MPLS —Multiprotocol Label Switching. A method for forwarding packets (frames) through a network. It enables routers at the edge of a network to apply labels to packets (frames). ATM switches or existing routers in the network core can switch packets according to the labels with minimal lookup overhead.
MPLS interface—An interface on which MPLS traffic is enabled.
MPLS VPN—Multiprotocol Label Switching Virtual Private Network. Using MPLS VPNs in a Cisco network provide the capability to deploy and administer scalable Layer 3 VPN backbone services including applications, data hosting network commerce, and telephony services, to business customers. A VPN is a secure IP-based network that shares resources on one or more physical networks. A VPN contains geographically dispersed sites that can communicate securely over a shared backbone.
For an MPLS VPN Solution, an MPLS VPN is a set of PEs that are connected by means of a common “backbone” network to supply private IP interconnectivity between two or more customer sites for a given customer. Each VPN has a set of provisioning templates and policies and can span multiple provider administrative domains (PADs).
Multiprotocol label Switching—See MPLS.
notification —A message sent by an SNMP agent to a network management station, console, or terminal to indicate that a significant event within Cisco software has occurred. See also trap.
NMS —network management system. A powerful, well-equipped computer (typically an engineering workstation) that is used by a network administrator to communicate with other devices in the network. An NMS is typically used to manage network resources, gather statistics, and perform a variety of network administration and configuration tasks.
PE device—provider edge router. A router on the border between a VPN provider and a VPN customer that belongs to the provider.
PPVPN —Provider-Provisioned VPN. The name of the IETF working group that is developing the PPVPN-MPLS-VPN MIB (MPLS-VPN-MIB).
QoS —quality of service. Measure of performance for a transmission system that reflects its transmission quality and service availability.
RSVP —Resource Reservation Protocol. Protocol for reserving network resources to provide Quality of Service guarantees to application flows.
Simple Network Management Protocol—See SNMP.
SNMP —Simple Network Management Protocol. Network management protocol used almost exclusively in TCP/IP networks. SNMP provides a means to monitor and control network devices, and to manage configurations, statistics collection, performance, and security. See also SNMP2.

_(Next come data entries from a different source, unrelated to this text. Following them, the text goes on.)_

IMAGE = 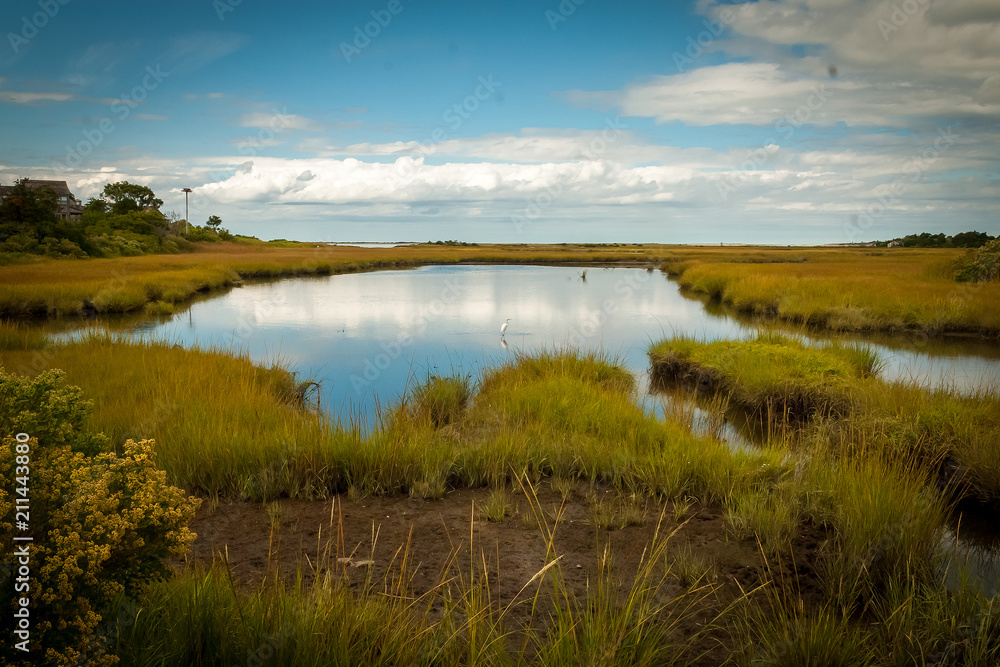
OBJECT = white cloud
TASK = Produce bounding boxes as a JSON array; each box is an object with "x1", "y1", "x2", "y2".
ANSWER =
[
  {"x1": 0, "y1": 82, "x2": 120, "y2": 106},
  {"x1": 238, "y1": 111, "x2": 323, "y2": 132},
  {"x1": 191, "y1": 156, "x2": 701, "y2": 208},
  {"x1": 707, "y1": 0, "x2": 1000, "y2": 81},
  {"x1": 162, "y1": 32, "x2": 249, "y2": 75},
  {"x1": 296, "y1": 129, "x2": 728, "y2": 169},
  {"x1": 563, "y1": 1, "x2": 1000, "y2": 129},
  {"x1": 565, "y1": 61, "x2": 1000, "y2": 128},
  {"x1": 2, "y1": 90, "x2": 75, "y2": 104}
]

SNMP2 —SNMP Version 2. Version 2 of the popular network management protocol. SNMP2 supports centralized as well as distributed network management strategies, and includes improvements in the SMI, protocol operations, management architecture, and security. See also SNMP.
traffic engineering—The techniques and processes used to cause routed traffic to travel through the network on a path other than the one that would have been chosen if standard routing methods had been used.
trap —A message sent by an SNMP agent to a network management station, console, or terminal, indicating that a significant event occurred. Traps (notifications) are less reliable than inform requests, because the receiver does not send an acknowledgment when it receives a trap. The sender cannot determine if the trap was received. See also notification.
VPN —Virtual Private Network. A group of sites that, as the result of a set of administrative policies, are able to communicate with each other over a shared backbone network. See MPLS VPN.
VRF —VPN routing/forwarding instance. A VRF consists of an IP routing table, a derived forwarding table, a set of interfaces that use the forwarding table, and a set of rules and routing protocols that determine what goes into the forwarding table. In general, a VRF includes the routing information that defines a customer VPN site that is attached to a PE device.